You can see below How the first page of the “Sniper” strip from Warlord 171 was adapted for Red Dagger Issue 4. This kind of work would usually be done in house, not by the original artist.
The first page featured above is from Warlord issue 171 dated 31st December 1977 and the second is page 61 of Red Dagger Issue Four. With the logo removed there is a gap of about a quarter of the page that needed to be filled. This has been done by expanding the art work. In the splash panel the Greek house loses its corrugated roof and gains an extra storey, the ground gains a weed and we see more of Colonel Ahlers’ holster and his subordinate’s boots. In the bottom left panel Kelly, who appears to originally have had his left hand on his belt gains his sniper rifle, albeit held in a very unbalanced position, whilst the final panel simply expands the roadway that the telephone pole is beside.
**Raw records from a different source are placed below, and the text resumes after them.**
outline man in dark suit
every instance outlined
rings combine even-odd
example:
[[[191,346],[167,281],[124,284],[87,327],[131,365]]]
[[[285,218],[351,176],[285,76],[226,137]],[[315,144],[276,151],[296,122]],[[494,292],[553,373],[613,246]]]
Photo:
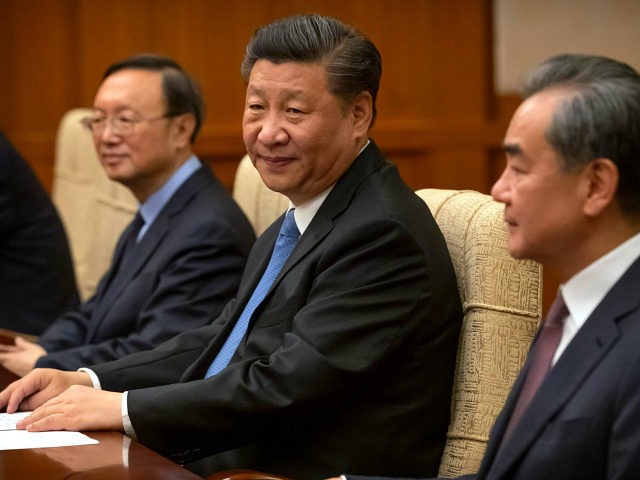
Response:
[[[59,395],[21,427],[124,430],[181,463],[208,457],[188,465],[202,474],[434,474],[461,306],[433,217],[368,139],[380,55],[335,19],[289,17],[256,32],[242,73],[245,145],[291,208],[257,240],[236,299],[153,351],[36,370],[0,407]]]
[[[525,96],[492,195],[505,204],[510,253],[556,269],[567,309],[550,310],[469,478],[637,479],[640,75],[560,55],[532,73]]]
[[[173,60],[143,55],[107,69],[86,125],[109,178],[140,202],[139,215],[95,295],[37,344],[6,347],[3,366],[19,375],[34,365],[75,370],[148,350],[209,323],[233,297],[255,235],[191,152],[203,108]]]
[[[38,335],[79,301],[58,212],[0,133],[0,328]]]

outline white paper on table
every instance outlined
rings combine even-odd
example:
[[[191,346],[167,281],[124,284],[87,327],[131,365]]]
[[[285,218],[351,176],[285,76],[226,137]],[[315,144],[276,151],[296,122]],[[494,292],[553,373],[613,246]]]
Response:
[[[17,422],[31,412],[1,413],[4,420]],[[10,427],[7,427],[10,428]],[[26,430],[0,431],[0,450],[22,448],[68,447],[72,445],[95,445],[99,443],[80,432],[27,432]]]
[[[80,432],[27,432],[5,430],[0,432],[0,450],[21,448],[69,447],[72,445],[95,445],[99,443]]]
[[[15,430],[16,423],[33,412],[0,413],[0,430]]]

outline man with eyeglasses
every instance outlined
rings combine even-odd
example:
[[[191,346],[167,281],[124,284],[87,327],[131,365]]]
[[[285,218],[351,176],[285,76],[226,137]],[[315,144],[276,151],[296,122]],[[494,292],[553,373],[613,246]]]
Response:
[[[75,370],[153,348],[218,316],[255,235],[191,151],[203,112],[196,82],[169,58],[138,55],[106,70],[83,123],[107,176],[140,202],[138,214],[95,294],[37,343],[0,347],[5,368]]]

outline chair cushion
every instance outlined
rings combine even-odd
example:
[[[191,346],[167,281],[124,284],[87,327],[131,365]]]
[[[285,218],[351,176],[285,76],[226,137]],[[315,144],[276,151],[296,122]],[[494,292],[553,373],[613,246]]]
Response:
[[[257,236],[289,207],[287,197],[267,188],[249,155],[240,160],[236,170],[233,198],[251,222]]]
[[[503,206],[473,191],[424,189],[453,260],[464,319],[439,475],[477,471],[541,314],[542,267],[507,249]]]

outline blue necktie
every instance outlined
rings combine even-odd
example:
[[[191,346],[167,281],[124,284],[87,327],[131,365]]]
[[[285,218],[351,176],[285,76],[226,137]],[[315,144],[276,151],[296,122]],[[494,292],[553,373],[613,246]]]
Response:
[[[271,260],[269,260],[267,269],[264,271],[260,282],[258,282],[251,298],[244,307],[240,318],[233,326],[233,330],[231,330],[229,337],[224,342],[224,345],[222,345],[222,348],[220,349],[220,352],[218,352],[218,355],[216,355],[216,358],[213,359],[213,362],[207,370],[207,374],[204,378],[209,378],[220,373],[229,364],[231,357],[238,348],[238,345],[240,345],[240,341],[244,337],[245,333],[247,333],[247,327],[249,326],[251,315],[253,315],[255,309],[260,305],[262,300],[264,300],[264,297],[267,295],[271,285],[273,285],[273,282],[280,273],[280,270],[282,270],[284,262],[287,261],[293,247],[295,247],[298,237],[300,236],[300,231],[298,230],[293,218],[293,210],[294,209],[292,208],[287,212],[284,222],[282,222],[280,233],[278,233],[276,245],[273,249],[273,253],[271,254]]]

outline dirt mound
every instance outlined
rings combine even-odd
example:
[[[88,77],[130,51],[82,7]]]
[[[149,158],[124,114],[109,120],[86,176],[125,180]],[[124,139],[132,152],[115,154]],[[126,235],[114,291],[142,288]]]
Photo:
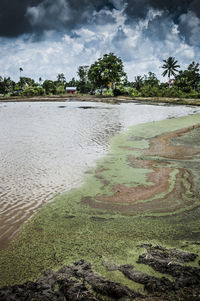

RED DAGGER ISSUE 20: BLACK SAPPER
“The Black Sapper” proved a different challenge as the strip drawn by British artist Terry Patrick in 1971 had been used on the front cover of Hotspur. The cover splash pages from “Black Sapper” are unique amongst the stories reprinted in Red Dagger and make it much more obvious throughout the issue were each week’s episode started.
The first page is the cover to The Hotspur Issue 622 from 18 September 1971 and the second picture is Page 59 of Issue 20 of Red Dagger. Britain has been invaded by the oriental Khansus and the Black Sapper stands beside “his amazing, atomic-powered machine, the Worm” with General Mac Challenger of the British Resistance, discussing the fleet of Khansu military aircraft bringing reinforcements to a battle-scarred London. Here the art is extended in the foreground of the scene by simply adding more rubble whilst the two main aircraft are moved upwards and extra planes are added in the gaps that have been left. The colour was not an problem as Patrick’s original art was in black and white and the page only coloured during production work on Hotspur.
While the additional art for Red Dagger as a whole was no doubt done in-house at DC Thomson, it rarely detracts from the plot. Without knowing the history of the story, the revised art would have passed by all but the most discerning reader.